What are the commercial promises of brain-computer interfaces, and how will they further connect us to the promises of the metaverse? These interfaces, initially sensory (on the scalp or skin), and possibly through brain implants in the future, could be the eventual platforms transforming all parts of our diverse societies.
The Brain-Computer Merge
You may not have noticed, but with each passing day, we are slowly merging more and more with the technology around us. Our smartphones are our tools for instant communication and the answers to many of our questions, allowing us to focus on other things rather than that which occupied our minds in the past.
We have implanted pacemakers and defibrillators that tell the cardiologist all about our hearts and correct our irregularities. We have implanted lenses in our eyes to fix vision issues. The technology around us now, especially with our smartphones, will not represent the most common interface in our future.
What our smartphones do, and much more will likely be incorporated into our bodies.
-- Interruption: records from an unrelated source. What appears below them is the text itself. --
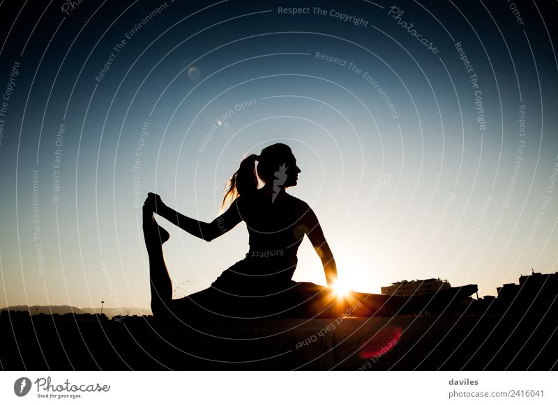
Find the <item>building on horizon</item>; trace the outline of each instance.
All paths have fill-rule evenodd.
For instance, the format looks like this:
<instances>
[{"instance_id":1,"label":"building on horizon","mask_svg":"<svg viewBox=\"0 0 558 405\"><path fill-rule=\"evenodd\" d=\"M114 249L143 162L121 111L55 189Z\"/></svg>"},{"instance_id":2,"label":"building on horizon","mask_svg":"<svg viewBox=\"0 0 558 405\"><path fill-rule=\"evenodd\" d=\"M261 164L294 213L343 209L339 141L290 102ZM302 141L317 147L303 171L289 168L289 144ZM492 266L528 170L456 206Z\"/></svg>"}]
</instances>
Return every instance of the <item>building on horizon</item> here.
<instances>
[{"instance_id":1,"label":"building on horizon","mask_svg":"<svg viewBox=\"0 0 558 405\"><path fill-rule=\"evenodd\" d=\"M558 271L535 273L519 278L519 284L507 283L496 289L499 304L506 313L558 312Z\"/></svg>"},{"instance_id":2,"label":"building on horizon","mask_svg":"<svg viewBox=\"0 0 558 405\"><path fill-rule=\"evenodd\" d=\"M396 281L392 283L391 285L381 287L381 291L382 294L385 295L411 296L412 295L426 295L451 287L451 285L447 280L441 280L438 278Z\"/></svg>"}]
</instances>

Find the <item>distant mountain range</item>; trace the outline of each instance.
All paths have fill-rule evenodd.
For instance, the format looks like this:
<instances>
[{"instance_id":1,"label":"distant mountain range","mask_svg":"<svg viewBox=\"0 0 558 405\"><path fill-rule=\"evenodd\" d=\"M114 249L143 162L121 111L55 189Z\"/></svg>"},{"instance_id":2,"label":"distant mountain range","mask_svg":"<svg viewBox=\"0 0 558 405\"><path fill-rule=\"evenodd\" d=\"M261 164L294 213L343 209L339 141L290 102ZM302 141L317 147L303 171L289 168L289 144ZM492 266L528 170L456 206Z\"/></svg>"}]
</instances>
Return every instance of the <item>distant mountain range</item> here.
<instances>
[{"instance_id":1,"label":"distant mountain range","mask_svg":"<svg viewBox=\"0 0 558 405\"><path fill-rule=\"evenodd\" d=\"M32 315L35 314L60 314L63 315L68 313L74 314L98 314L100 313L100 308L78 308L70 305L14 305L9 308L0 309L0 312L5 310L10 311L27 311ZM151 310L145 308L103 308L103 313L109 318L114 315L151 315Z\"/></svg>"}]
</instances>

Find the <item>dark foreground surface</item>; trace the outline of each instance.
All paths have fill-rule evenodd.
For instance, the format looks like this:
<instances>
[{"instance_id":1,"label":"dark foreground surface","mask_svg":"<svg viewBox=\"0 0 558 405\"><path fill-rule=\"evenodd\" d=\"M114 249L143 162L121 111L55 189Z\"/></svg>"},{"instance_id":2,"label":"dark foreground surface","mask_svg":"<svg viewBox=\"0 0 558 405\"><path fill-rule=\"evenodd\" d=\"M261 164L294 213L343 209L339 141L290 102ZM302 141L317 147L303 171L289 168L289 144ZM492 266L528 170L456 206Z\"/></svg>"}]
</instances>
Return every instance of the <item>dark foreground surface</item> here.
<instances>
[{"instance_id":1,"label":"dark foreground surface","mask_svg":"<svg viewBox=\"0 0 558 405\"><path fill-rule=\"evenodd\" d=\"M3 370L550 370L555 316L0 319Z\"/></svg>"}]
</instances>

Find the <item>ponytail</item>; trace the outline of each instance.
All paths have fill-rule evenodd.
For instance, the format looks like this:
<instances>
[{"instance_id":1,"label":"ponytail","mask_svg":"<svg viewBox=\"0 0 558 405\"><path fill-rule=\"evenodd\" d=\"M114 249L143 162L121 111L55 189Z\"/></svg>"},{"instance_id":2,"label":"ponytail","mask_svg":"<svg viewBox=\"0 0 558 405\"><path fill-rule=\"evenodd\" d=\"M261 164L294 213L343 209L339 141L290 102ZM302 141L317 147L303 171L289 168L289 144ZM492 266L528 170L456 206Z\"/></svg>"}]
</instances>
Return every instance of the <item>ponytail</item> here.
<instances>
[{"instance_id":1,"label":"ponytail","mask_svg":"<svg viewBox=\"0 0 558 405\"><path fill-rule=\"evenodd\" d=\"M227 186L223 199L221 209L227 204L227 200L230 199L231 202L242 194L257 189L258 180L256 175L256 161L259 157L257 154L250 154L245 157L240 163L239 170L234 172L231 179L227 182Z\"/></svg>"}]
</instances>

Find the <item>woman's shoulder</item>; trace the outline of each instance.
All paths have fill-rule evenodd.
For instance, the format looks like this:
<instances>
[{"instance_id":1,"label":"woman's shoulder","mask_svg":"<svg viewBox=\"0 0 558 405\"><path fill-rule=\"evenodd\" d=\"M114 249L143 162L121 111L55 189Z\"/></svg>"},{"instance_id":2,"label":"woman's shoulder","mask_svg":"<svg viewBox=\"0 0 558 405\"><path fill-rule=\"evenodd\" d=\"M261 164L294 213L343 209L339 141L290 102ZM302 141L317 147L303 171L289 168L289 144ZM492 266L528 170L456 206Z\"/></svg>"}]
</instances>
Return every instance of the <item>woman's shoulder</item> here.
<instances>
[{"instance_id":1,"label":"woman's shoulder","mask_svg":"<svg viewBox=\"0 0 558 405\"><path fill-rule=\"evenodd\" d=\"M287 194L289 196L289 199L292 202L294 207L296 208L297 210L301 210L303 212L308 211L311 209L310 205L308 204L300 198L295 197L294 196L292 196L291 194Z\"/></svg>"}]
</instances>

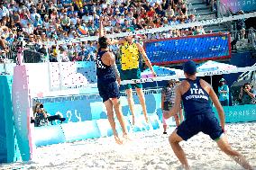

Though google glass was not a successful project, many of its users were the wrong targets, and it was also burdened with tech glitches and security concerns. It did, however, show that we could bring technology closer, supplying useful information and sending sound directly into the ear with bone conduction.
As brain-computer interface (BCI) systems progress, they will be an essential step forward in the brain-computer merge. A BCI’s role is the interpretation of the user’s neural activity. A BCI is just part of an environment that is more wired, has more sensors, and is digitally connected.
With the current generation of experimental brain-computer interfaces, using only their minds, humans can play video games, articulate prosthetic limbs, control their own limbs, work wheelchairs, and more. BCIs have the potential to communicate with patients that suffer from Alzheimer’s disease, head injuries, and stroke, allowing them to control computers that help them speak.
BCI technology will likely take a turn for enhancing sensory connection and communication. The most common use for BCI technology is the directional control of a computer cursor. Imagine moving your mouse and clicking without the need for the mouse.
This is already being done only with electrophysiological signals (brain and blood signals to a system of sensors). This BCI control system has already been utilized by users (both humans and animals) to control the external world without the need for conventional neuromuscular pathways (speech).